Reducing African American's Alzheimer's Risk Through Exercise-Mild Cognitive Impairment (RAATE-MCI)

Not Applicable

Recruiting

• Conditions: Dementia of Alzheimer Type
• Interventions: Behavioral: Successful Aging; Behavioral: Physical activity program

• Registration Number: NCT04956549
• Lead Sponsor: Pennington Biomedical Research Center

Brief Summary

The RAATE-MCI proposal is designed to determine the effects of physical activity on risk factors for Alzheimer's Disease in older African American adults. The study will compare a physical activity program to an active control group. RAATE-MCI is a 52-week randomized controlled trial. 144 African American adults aged 60 and older will be recruited.

Detailed Description

Regular physical activity has proven to be a safe and effective means to enhance cognitive function in older adults ranging from cognitively healthy to mildly cognitively impaired. A large body of existing data suggests that exercise improves cardiovascular and cerebrovascular functioning and thus has the potential to enhance perivascular clearance of amyloid and reduce chronic brain tissue ischemia, among other beneficial effects. Therefore, our study is focused on physical activity promotion, a potent approach to modifying multiple neurobiological pathways implicated in Alzheimer's Disease. RAATE-MCI is a 52-week randomized controlled trial that will assign insufficiently active African American adults aged 60 and older to one of two groups: a physical activity intervention or a successful aging (active control) group. Outcome measures will be collected at baseline, 24-,and 52-weeks. 144 older African American adults will be recruited.

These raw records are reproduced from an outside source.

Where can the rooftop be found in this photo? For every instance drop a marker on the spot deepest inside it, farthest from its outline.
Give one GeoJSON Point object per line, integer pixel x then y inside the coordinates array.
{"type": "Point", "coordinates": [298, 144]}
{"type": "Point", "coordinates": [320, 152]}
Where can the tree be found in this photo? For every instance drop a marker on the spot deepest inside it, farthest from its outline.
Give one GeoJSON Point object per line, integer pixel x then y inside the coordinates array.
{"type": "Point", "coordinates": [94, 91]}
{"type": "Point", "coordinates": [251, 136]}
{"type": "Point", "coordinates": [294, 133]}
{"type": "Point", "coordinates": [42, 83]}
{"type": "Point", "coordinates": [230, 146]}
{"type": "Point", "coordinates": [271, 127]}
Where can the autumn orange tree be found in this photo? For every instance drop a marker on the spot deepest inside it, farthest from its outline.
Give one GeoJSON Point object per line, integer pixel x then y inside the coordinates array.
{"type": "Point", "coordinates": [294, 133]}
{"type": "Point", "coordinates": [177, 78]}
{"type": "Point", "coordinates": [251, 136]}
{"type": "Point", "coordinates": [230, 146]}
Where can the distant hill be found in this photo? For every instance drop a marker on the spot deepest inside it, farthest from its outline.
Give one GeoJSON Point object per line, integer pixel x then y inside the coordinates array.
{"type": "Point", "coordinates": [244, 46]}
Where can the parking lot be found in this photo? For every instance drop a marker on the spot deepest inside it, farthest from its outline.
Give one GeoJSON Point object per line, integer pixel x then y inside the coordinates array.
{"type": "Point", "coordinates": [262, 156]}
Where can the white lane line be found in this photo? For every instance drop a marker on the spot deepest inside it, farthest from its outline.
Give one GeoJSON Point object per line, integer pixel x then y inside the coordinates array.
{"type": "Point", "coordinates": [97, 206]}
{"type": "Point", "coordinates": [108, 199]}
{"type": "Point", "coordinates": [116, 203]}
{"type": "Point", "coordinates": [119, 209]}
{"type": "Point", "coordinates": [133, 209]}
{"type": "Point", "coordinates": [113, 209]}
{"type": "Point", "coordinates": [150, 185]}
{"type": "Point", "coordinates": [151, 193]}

Intervention will consist of one of two groups: a 150 minutes of physical activity (PA) per week or successful aging (SA) group. All physical activity and successful aging group sessions will be conducted at Pennington Biomedical or at local community facilities that include branches of the YMCA and community centers.

Study Timeline

• Study Start: 2021-06-01
• Study First Submitted: 2021-06-30
• Study First Submitted QC: 2021-06-30
• Study First Posted: 2021-07-09
• Status Verified: 2025-03
• Last Update Submitted: 2025-03-12
• Last Update Posted: 2025-03-17
• Primary Completion: 2026-03-31
• Study Completion: 2027-03-31

Recruitment & Eligibility

• Status: RECRUITING
• Sex: All
• Target Recruitment: 144

Inclusion Criteria

1. are African American (self-identify)
2. are 60 and older
3. are physically capable of exercise
4. are willing to accept randomization
5. are willing to attend group sessions
6. plan to live in the study area over the next 13 months and capable of traveling to designated study facility for clinic visits and intervention sessions for the next year
7. are free of conditions (e.g. uncontrolled asthma, severe sickle cell disease, etc.) that would make regular exercise unsafe as deemed by the medical investigator
8. have not engaged in regular physical activity
9. have a Short Physical Performance Battery ≥4
10. physically capable of exercise
11. are unable to utilize devices and/or applications as required for study participation
12. willing to attend group sessions
13. willing to allow researchers to use data for research purposes after study participation is completed
14. meet criteria for MCI as defined by the NIA-AA research framework a. cognitive performance below normal range (score < 1.5 SDs below the mean on NIH Toolbox scores for their age and sex on at least one of the subtests)

Exclusion Criteria

1. have cognitive impairment that would interfere with participating in a group discussion

   a. cognitive performance in the demented range (score < 3 SDs below the mean on NIH Toolbox scores for their age and sex on at least one of the subtests)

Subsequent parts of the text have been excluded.